I have 2 reasons for wanting make the 280's work, if possible:

Supposedly the ratio between recoil reduction and bullet weight is 2 to 1, meaning that the 280 grain is 18% lighter than the 330 grain, so the reduction in recoil should be 36%.

Since a wider meplat is better according to another website, and since Harvester's website shows the 280 gr. meplat at .340 and the 330 gr. meplat at .300 I was going by that. But since reading your post, I measured the ones I have here and while the 280's do measure .340, the 330's measure .325, so the difference is less than Harvester says...though my examples are 8 years old.

I have no bullet-on-deer experience to know if there is any real-world difference between the 2 meplat sizes.
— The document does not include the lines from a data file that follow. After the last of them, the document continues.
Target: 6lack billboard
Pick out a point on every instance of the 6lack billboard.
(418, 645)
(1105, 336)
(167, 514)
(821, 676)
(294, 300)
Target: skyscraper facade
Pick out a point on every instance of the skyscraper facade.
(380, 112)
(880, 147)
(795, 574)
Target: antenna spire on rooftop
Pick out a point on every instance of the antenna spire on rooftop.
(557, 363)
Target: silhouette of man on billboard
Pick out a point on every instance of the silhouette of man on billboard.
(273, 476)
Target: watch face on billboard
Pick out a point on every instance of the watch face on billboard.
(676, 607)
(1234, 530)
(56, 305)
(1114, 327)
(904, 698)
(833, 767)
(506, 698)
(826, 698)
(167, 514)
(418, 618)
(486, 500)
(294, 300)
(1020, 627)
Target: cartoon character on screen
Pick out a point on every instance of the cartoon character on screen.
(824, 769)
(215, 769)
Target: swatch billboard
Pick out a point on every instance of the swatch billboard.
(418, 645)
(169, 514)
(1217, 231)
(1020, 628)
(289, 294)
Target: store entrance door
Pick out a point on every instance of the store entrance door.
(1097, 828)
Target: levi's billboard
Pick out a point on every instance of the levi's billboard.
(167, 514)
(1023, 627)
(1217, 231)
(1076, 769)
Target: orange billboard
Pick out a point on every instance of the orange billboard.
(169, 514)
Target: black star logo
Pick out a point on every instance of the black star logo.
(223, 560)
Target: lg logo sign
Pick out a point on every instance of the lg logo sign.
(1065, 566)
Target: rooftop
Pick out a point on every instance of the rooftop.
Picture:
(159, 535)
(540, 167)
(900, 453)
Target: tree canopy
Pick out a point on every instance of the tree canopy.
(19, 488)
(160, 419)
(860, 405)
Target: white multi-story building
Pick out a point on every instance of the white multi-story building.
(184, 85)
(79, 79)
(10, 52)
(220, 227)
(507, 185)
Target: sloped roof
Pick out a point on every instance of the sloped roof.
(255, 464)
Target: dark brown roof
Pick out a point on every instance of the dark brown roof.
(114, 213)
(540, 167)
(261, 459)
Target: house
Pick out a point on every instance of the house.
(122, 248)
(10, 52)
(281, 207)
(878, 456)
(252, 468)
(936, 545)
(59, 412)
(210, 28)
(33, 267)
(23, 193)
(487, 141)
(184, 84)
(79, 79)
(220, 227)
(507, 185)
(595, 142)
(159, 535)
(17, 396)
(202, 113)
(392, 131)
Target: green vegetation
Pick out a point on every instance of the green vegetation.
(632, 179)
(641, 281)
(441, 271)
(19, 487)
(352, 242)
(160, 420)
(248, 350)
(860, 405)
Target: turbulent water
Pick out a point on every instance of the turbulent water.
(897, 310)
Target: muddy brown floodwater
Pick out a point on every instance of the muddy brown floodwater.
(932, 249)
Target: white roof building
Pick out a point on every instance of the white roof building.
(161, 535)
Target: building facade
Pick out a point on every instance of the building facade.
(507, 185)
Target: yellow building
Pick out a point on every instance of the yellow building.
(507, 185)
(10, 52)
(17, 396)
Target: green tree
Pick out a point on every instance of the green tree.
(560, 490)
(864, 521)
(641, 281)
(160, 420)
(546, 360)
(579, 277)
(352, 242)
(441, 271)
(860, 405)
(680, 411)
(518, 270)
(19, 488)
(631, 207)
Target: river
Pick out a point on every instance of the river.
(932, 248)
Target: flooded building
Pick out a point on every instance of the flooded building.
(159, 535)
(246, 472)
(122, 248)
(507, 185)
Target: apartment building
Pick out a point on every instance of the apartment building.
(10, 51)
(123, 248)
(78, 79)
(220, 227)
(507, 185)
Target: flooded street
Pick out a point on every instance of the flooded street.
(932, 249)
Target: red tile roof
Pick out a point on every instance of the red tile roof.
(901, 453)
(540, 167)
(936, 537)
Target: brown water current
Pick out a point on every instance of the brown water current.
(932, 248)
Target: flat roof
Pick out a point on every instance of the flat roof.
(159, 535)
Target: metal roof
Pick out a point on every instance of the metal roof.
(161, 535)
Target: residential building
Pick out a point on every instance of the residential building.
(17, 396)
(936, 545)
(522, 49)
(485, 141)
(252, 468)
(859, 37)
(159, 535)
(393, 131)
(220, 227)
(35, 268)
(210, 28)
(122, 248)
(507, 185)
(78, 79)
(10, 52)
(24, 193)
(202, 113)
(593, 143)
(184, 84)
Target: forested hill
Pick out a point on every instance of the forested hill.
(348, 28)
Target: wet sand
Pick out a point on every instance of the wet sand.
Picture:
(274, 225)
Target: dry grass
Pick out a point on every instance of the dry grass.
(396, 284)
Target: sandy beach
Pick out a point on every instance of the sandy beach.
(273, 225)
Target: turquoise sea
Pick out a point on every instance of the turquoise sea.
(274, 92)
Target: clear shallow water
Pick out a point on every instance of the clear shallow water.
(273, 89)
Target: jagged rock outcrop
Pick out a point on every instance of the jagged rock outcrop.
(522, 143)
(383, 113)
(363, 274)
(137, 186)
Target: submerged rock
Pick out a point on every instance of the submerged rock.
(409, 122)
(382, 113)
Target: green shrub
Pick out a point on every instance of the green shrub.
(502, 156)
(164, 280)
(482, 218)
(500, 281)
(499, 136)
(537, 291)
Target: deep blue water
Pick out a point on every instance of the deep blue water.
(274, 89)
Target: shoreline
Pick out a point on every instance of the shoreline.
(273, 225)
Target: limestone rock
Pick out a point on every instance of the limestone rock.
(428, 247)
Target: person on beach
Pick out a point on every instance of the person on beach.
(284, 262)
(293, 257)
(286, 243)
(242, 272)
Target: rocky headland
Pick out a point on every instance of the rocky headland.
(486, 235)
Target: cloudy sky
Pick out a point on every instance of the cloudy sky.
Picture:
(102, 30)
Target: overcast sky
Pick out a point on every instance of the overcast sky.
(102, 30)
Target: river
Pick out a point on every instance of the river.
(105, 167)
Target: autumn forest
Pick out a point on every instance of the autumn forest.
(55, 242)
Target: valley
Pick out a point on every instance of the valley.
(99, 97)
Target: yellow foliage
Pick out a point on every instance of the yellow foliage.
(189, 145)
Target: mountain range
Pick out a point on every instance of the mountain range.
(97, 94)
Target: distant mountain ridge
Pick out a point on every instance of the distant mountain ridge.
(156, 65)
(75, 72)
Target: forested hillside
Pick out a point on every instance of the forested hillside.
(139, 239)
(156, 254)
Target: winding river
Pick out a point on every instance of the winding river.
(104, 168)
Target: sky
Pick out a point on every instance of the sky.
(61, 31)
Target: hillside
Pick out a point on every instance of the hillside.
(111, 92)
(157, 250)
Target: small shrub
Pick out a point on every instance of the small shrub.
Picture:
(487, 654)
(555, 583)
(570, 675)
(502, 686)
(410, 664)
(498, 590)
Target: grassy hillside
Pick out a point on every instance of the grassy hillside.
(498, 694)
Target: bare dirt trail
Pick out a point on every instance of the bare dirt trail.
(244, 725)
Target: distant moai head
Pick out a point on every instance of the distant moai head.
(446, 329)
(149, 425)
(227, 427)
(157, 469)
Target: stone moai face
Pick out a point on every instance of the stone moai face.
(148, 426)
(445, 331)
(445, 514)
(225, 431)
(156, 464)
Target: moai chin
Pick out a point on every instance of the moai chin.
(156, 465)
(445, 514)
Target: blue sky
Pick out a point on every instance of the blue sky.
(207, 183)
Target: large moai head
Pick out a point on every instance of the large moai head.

The few deer I bagged years ago were with the 330's and they worked just fine.

A 44 mag. out of a rifle is quite effective on deer from what I know, so the lower 209 powder load you suggest is going to be on my 'try it' list. In the end, which ever load/bullet combination gives good accuracy will be the one I use. Thanks for all the info. on the options available.

I'd add that the photo shows you cast some very pretty bullets, if it won't make you vain. Though I also read that swagged bullets can more accurate than cast due to havjng no air pockets in swagged, so maybe vanity won't get the best of you after all. Grin.